Sonic & All-Stars Racing Transformed is one of those games that's on every conceivable platform, from the Wii U to the Vita to Mac and now iOS. Oftentimes, games that are spread across so many devices suffer in the transition to a small screen, but Sega's familiarity with the iPhone means that its character-based racing game completely avoids that fate.

Transformed is a cartoonish racing title in the vein of Mario Kart and the previous Sonic & All Stars Racing title, with characters from a variety of games converging on racetracks pulled from Sega's IPs. You can play as Sonic and race on a track from Super Monkey Ball, or play as Ulala from Space Channel 5 and race on a track inspired by Panzer Dragoon, for example. There's a ton of variety, and you're guaranteed to find a character and track that give you a pleasant dose of nostalgia.

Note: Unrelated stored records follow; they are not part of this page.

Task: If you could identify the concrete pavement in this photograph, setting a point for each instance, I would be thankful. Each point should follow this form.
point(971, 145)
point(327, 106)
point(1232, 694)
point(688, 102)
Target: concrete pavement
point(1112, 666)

As the title points to, the races are given a bit of a twist with transforming vehicles. Each of the characters' vehicles can shapeshift from a traditional road racer to both a boat and a plane. The tracks make good use of these changes, with flooded areas and long gaps that require flight.

The controls -- which allow you to steer with either tilt controls or the touchscreen -- are responsive and smooth, but the real treat here is the iOS 7 controller support. Using the Moga Ace Power or SteelSeries Stratus offers dual-analog stick control that feels fantastic. If you have the option, this is the way to play it.

There are a ton of different options for how to approach the races. You can play in single-player tournaments, take on tracks in a specific order, compete in daily challenges or play local and online multiplayer. In short, there's a lot here to keep you busy.

The only drawback of the iOS iteration of Transformed is its heavy emphasis on in-app purchases. You can skip just about every requirement, from paying race entry fees to unlocking new characters, simply by buying your way. You don't have to, of course, but when you're racing online against players who very clearly bought every racer in the game, it feels kind of cheap.

For US$4.99, I would have liked to see less in-game economy and more of an emphasis on the actual racing itself, but there's no denying that the high-speed battles are a ton of fun. If you're looking for a completely unrealistic racing experience -- and especially if you have an iOS 7 game controller -- this one is an easy recommendation.